Ok, that’s possibly a bit harsh. Right now I can safely say it’s not what you’d call an immediately catchy record, and that it’s also safe to say it’s going to take a few listens. Then again, 2010 is now officially The Year Of Disappointing Records By Bands That Should Know Better (Or Maybe Have Run Out Of Ideas And Are Desparately Flailing Around). TYODRBBTSKB (OMHROOIAADFA), as we call it round here.

Because let’s face it, with Band Of Horses, The Hold Steady and Broken Social Scene making Disappointing Records (with Arcade Fire and possibly Joanna Newsom not far behind, though I’ve not quite made my mind up yet), the auguries are not good for our old chum Sufjan.

Still, buy it, stream it, listen to it all you like, and try “Vesuvius” on me2, and make your own minds up.

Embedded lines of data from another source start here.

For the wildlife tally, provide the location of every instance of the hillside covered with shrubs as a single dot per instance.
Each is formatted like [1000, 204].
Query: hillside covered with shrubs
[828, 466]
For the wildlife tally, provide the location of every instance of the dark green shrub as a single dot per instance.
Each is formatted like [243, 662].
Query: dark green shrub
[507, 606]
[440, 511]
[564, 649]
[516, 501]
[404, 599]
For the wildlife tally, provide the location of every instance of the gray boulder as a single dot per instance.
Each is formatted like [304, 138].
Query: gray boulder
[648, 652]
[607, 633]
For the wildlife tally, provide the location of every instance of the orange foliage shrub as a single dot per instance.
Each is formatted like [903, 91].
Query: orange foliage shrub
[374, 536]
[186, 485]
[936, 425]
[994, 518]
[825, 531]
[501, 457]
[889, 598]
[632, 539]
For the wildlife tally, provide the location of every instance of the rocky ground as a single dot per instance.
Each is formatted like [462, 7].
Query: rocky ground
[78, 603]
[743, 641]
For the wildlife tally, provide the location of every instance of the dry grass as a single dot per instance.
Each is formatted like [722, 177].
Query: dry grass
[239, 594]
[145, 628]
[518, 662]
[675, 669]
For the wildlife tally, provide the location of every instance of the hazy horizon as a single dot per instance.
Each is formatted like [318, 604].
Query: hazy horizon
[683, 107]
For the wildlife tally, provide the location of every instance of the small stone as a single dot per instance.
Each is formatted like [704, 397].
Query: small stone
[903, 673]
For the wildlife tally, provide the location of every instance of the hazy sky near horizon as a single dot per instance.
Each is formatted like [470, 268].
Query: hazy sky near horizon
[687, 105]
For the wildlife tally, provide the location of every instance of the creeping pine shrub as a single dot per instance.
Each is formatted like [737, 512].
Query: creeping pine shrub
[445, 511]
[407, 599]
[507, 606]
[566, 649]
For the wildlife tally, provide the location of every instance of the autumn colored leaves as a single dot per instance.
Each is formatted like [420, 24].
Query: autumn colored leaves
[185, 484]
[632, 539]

1 According to the spiel, “The Age of Adz refers to the Apocalyptic art of Royal Robertson (1930 –1997), a black Louisiana-based sign-maker (and self-proclaimed prophet) who suffered from schizophrenia, and whose work depicts the artist’s vivid dreams and visions of space aliens, futuristic automobiles, eccentric monsters, and signs of the Last Judgment, all cloaked in a confusing psychobabble of biblical prophecy, numerology, Nordic mythology and comic book jargon.” Bet you wish you hadn’t asked now. As for this bit: “Sufjan has stripped away the fabric of narrative artifice for a more primitive approach, emphasizing instinct over craft”; doesn’t that translate as “Sufjan couldn’t be arsed doing those 12 minute long compositions with a full orchestra in 13/7 time, so he just switched on his Logic Pro 9 and fucked about for a bit”?

2 Ok, not on me as such, more the record label.

Note: I’ve just found that the MP3 below isn’t one of the ones hosted on the record label’s site. So, to be safe, I’m removing it. Sorry if you’ve come here expecting “Vesuvius”. I’ll post a replacement track tonight.